Friday, December 26, 2014

Today's Principal Agent Problem

This is Joseph

From Mark Miller:
The fix moving through Congress would revised the Employee Retirement Income Security Act (ERISA) to grant plan trustees broad powers to cut retired workers' benefits if they can show that would prolong the life of the plan. That would mark a major change from current law, which calls for retirees to be paid full benefits unless plan assets are exhausted; then, the PBGC steps in to pay benefits, albeit at a much lower level. The bill also would increase PBGC premiums paid by sponsors, from $13 to $26 per year.

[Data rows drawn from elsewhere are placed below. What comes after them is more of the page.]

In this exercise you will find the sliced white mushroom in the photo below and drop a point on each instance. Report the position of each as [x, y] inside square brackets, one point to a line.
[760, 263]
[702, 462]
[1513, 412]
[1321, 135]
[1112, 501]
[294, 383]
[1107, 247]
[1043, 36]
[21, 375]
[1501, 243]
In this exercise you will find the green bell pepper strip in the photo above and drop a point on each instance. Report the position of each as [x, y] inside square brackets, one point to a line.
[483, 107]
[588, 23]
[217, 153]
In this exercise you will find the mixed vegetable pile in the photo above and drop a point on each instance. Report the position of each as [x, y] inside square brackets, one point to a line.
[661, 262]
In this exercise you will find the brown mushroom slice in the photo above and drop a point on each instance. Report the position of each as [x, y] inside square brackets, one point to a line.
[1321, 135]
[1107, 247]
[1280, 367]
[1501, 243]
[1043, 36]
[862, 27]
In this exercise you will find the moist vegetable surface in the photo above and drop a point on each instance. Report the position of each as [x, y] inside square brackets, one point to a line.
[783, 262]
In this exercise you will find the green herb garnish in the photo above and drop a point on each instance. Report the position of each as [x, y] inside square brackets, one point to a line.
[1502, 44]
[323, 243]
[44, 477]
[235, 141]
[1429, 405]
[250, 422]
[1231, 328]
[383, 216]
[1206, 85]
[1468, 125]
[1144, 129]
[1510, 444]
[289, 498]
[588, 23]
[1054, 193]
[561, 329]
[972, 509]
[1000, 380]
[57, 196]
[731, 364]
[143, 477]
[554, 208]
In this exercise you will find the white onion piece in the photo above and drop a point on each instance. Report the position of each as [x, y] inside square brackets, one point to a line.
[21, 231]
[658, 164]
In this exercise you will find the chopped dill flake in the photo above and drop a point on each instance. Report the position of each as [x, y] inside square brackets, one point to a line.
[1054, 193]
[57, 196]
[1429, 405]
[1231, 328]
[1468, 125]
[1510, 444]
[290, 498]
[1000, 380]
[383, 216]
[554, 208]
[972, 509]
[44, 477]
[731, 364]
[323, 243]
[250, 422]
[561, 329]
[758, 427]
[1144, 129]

The big problem here is that the plan fails to put retirees at the head of the line for protection. When changes of this type must be made, they should be phased in over a long period of time, giving workers time to adjust their plans before retirement. For example, the Social Security benefit cuts enacted in 1983 were phased in over 20 years and didn't start kicking in until 1990.
My problem with this approach is that it does not appear to give the people who manage the plans (i.e. the corporate entities) any incentives to manage the plans successfully.  The focus on short term performance and the linkage of these metrics to managerial compensation, creates a severe principal agent problem -- the group responsible for managing the plan doesn't bear any of the cost if the plas end up dramatically underfunded.

It is often the case that such schemes do not end well, as it can be very easy to boost profits by underfunding the pension scheme.  Under these rules, the potential long term cost to the business is quite mitigated.  Do we really want incentives aligned like this?